我听了心中一动:“不用了,你先把眼镜给我吧。”

如果是撒切尔在,我觉得他也不会丢弃。至于送修,我想,他从现在起,不再需要这副眼镜了,所以也不需要修好。不过,这样的想法,当然是有些私心的。既然撒切尔选择了我,我就不希望他总是怀念父亲。

那个小伙子把眼镜盒交给我,挥挥手跑走了。

我笑着摇摇头,真是有活力啊。

进房的时候,我顺手把眼镜搁在客厅的方桌上,想必等撒切尔一回来就能看到。

我看了一会儿电子娱乐指引器,又小睡了片刻,撒切尔还没回来。

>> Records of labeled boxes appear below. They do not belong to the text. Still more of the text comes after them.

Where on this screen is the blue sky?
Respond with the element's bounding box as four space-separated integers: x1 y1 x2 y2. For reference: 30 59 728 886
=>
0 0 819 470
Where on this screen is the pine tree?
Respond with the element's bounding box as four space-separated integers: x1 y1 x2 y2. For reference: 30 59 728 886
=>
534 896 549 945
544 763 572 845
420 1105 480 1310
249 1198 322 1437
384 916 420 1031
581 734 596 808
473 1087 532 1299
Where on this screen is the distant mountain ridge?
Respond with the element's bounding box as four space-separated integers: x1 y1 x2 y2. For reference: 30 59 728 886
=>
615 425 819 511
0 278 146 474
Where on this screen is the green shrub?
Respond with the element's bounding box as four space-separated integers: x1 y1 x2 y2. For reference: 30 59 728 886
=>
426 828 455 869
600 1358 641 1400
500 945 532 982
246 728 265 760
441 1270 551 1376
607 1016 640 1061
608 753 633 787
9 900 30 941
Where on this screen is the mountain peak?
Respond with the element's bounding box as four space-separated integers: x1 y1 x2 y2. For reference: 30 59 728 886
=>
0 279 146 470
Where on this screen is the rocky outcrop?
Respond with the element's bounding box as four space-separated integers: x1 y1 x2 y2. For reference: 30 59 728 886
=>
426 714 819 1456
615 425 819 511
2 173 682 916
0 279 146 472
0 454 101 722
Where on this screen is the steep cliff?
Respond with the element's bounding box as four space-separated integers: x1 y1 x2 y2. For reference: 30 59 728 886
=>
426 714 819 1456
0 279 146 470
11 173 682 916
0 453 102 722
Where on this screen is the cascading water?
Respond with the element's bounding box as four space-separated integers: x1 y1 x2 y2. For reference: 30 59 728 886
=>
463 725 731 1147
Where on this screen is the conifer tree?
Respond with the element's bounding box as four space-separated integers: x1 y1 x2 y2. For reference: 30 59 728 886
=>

于是我发神经跑去浴室又冲了个澡。从浴室出来的时候经过客厅,我突然心血来潮的打开数字接收器,看起电视。

连换了好几台都是一些时政新闻,我看了直想睡。

这不怪我,我对政治完全没有兴趣,不过在看到一个频道放映阿道夫的消息时,我多看了两眼。

其实也没有什么大事,无非是颂扬联邦在阿道夫将军强有力的武装部队保护下,帮助了平民逃脱荒野怪兽啦,或是从恐怖分子手中解救了多少人质,云云。

我看着阿道夫冷漠的脸庞,突然觉得有些想念起来。

他的第一人格似乎平常存在的时间长一些,而且默默的喜欢父亲,似乎……为人很正直。而另一个人格却显然有变态的嗜好,不过对我似乎更感兴趣一些。

那个美兰,不知道怎么样了。若按滨畸遥的说法,她既然是X0在庄园里的合作伙伴,应该不会有大碍才对。

我看着黑黑的屏幕一愣,原来我胡思乱想间,居然不知不觉把电视给关掉了。